The Zwangswirtschaft type of Socialism
It is, of course, true that this type of socialism preserves some of the labels and the outward appearance of capitalism. It maintains, seemingly and nominally, private ownership of the means of production, prices, wages, interest rates and profits. In fact, however, nothing counts but the government’s unrestricted autocracy. The government tells the entrepreneurs and capitalists what to produce and in what quantity and quality, at what prices to buy and from whom, at what prices to sell and to whom. It decrees at what wages and where the workers must work. Market exchange is but a sham. All the prices, wages, and interest rates are determined by the authority. They are prices, wages, and interest rates in appearance only; in fact they are merely quantity relations in the government’s orders. The government, not the consumers, directs production. The government determines, directs production. The government determines each citizen’s income, it assigns to everybody the position in which he has to work. This is socialism in the outward guise of capitalism. It is the Zwangswirtschaft of Hitler’s German Reich and the planned economy of Great Britain….”
More at the Mises site.
Comment:
Zwang means compulsion and wirtschaft is economy, so this translates as “command economy.”

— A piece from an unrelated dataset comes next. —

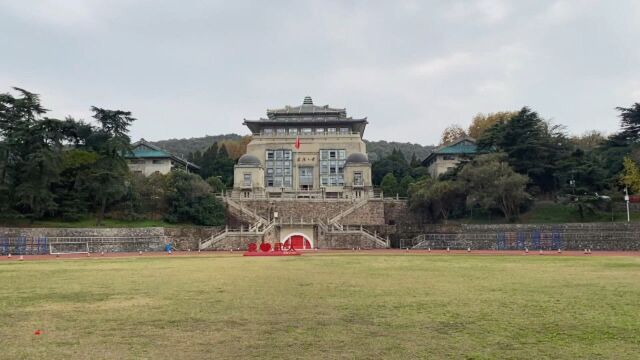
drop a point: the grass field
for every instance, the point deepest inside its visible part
(325, 306)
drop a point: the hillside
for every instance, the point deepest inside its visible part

Now, consider what Paul Krugman and Alan Greenspan (!) are demanding – nationalization.
Put it together: Nationalism + Socialism = National Socialism a.k.a. Nazism
Don’t be fooled by all the “nice” sounding stuff:
Health care for all…
Money for science research…..
Sounds good..but the price is saying OK to rule by Kleptocrats. and a managed/command economy run for the Kleptocrats.
This is a bribe to make you go along with fundamentally dishonest policies.
And this, from the Mises site:
“An investigation of the root causes of the ascendancy of Nazism
must show not only how domestic German conditions begot
Nazism but also why all other nations failed to protect themselves
against the havoc. Seen from the viewpoint of the British, the
Poles, or the Austrians, the chief question is not: What is wrong
with the Nazis? but: What was wrong with our own policies with
regard to the Nazi menace? Faced with the problem of tuberculosis,
doctors do not ask: ‘What is wrong with the germs? but: What is
wrong with our methods of preventing the spread of the disease?’
Life consists in adjusting oneself to actual conditions and in
taking account of things as they really are, not as one would wish
them to be. It would be more pleasant if there were neither germs
nor dangerous barbarians. But he who wants to succeed has to fix
his glance upon reality, not to indulge in wishful dreams.